Il est fréquent de voir certains malades interrompre ou modifier leur traitement sans consulter leur médecin, dans l’espoir de concilier jeûne et prescriptions. Pourtant, cette pratique n’est pas sans danger. Un médicament pris à un horaire inadéquat, une dose doublée ou sautée peut altérer son efficacité, voire aggraver l’état de santé du patient. C’est notamment le cas dans les traitements contre le diabète, l’hypertension ou les maladies cardiovasculaires, qui nécessitent une régularité stricte pour prévenir toute complication.
Heureusement, il est souvent possible d’aménager un protocole adapté au rythme du Ramadan. Certains médicaments peuvent être pris après la rupture du jeûne ou au moment du shoor, à condition que cela ait été validé au préalable par un professionnel de santé. Pour les traitements plus complexes, un ajustement médical précis s’impose, parfois accompagné d’une autorisation religieuse de suspendre temporairement le jeûne, conformément aux principes de l’Islam qui placent la préservation de la santé au premier plan.

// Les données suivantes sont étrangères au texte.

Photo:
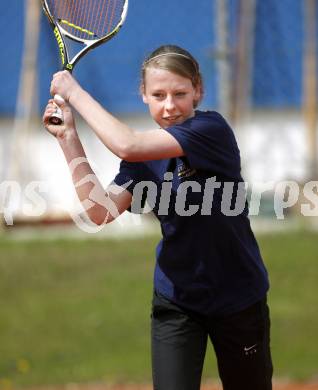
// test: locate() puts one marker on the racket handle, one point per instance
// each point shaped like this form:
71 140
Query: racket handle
57 117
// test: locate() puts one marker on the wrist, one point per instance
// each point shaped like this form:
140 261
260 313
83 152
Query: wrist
74 94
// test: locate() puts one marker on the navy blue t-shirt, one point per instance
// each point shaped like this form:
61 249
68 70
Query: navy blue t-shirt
208 259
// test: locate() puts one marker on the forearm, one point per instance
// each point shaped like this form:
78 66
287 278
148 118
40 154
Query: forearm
88 188
115 135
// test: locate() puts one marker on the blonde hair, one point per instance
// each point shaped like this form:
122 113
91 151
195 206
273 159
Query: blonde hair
176 60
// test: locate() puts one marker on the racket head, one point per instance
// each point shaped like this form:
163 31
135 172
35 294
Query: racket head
90 22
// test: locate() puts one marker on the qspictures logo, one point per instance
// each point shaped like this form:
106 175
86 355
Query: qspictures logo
231 198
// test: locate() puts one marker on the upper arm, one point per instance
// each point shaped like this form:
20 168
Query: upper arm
153 145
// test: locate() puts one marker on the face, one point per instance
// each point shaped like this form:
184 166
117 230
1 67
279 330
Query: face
170 97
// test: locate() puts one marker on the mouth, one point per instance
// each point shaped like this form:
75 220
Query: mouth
172 119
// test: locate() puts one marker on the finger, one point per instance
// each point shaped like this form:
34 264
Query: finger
58 100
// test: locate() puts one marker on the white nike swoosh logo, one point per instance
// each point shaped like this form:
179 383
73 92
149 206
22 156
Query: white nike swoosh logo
248 348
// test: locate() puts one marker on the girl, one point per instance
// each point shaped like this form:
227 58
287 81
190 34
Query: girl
209 280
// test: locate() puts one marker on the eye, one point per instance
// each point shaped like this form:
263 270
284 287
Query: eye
158 95
180 94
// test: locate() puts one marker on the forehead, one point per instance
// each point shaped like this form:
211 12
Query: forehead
156 78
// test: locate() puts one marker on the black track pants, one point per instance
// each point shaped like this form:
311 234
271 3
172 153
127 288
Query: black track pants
241 343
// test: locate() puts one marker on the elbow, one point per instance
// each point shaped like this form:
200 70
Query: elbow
128 150
125 152
100 217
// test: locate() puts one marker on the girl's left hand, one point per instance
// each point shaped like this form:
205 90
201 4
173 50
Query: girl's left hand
64 84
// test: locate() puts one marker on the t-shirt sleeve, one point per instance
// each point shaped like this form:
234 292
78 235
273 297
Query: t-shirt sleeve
209 144
129 175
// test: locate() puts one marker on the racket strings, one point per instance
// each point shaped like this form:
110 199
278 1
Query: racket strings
87 19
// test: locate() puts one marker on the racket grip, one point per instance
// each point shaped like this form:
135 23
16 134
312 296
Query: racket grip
57 117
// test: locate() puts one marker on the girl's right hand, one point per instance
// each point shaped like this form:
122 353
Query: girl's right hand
59 131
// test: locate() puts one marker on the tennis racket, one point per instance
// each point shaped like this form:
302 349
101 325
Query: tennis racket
85 24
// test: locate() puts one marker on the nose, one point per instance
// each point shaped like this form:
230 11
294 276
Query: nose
169 103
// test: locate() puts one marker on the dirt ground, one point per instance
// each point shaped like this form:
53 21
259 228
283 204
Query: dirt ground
278 385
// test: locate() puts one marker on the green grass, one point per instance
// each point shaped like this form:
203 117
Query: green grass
78 311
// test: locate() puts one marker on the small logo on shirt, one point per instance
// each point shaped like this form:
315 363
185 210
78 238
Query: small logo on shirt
250 350
185 171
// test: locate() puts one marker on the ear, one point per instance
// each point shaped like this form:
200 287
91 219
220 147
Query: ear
198 93
143 94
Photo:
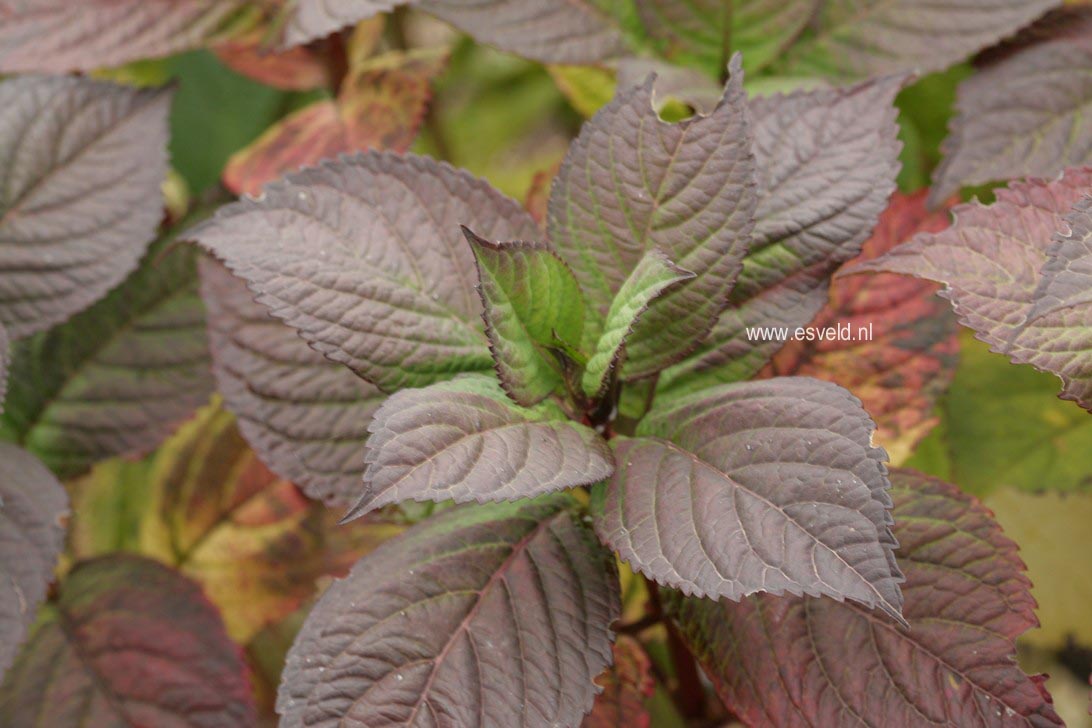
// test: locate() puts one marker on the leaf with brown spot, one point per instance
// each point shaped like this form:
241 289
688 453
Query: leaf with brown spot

Il est également essentiel d’adopter des habitudes favorables à l’efficacité des traitements : maintenir une bonne hydratation entre le ftour et le shoor, éviter les repas trop lourds qui ralentissent la digestion, et rester attentif aux éventuels effets indésirables. À la moindre alerte – fatigue inhabituelle, vertiges, malaise – il est recommandé de consulter rapidement.
Jeûner ne doit jamais se faire au détriment de sa santé. Le respect des prescriptions médicales est une priorité qui s’inscrit pleinement dans l’esprit du Ramadan. En dialoguant avec leur médecin, les patients peuvent trouver un équilibre entre leur engagement spirituel et leur bien-être physique. C’est dans cette démarche de prévention, d’écoute de soi et de responsabilité que réside le véritable sens du jeûne.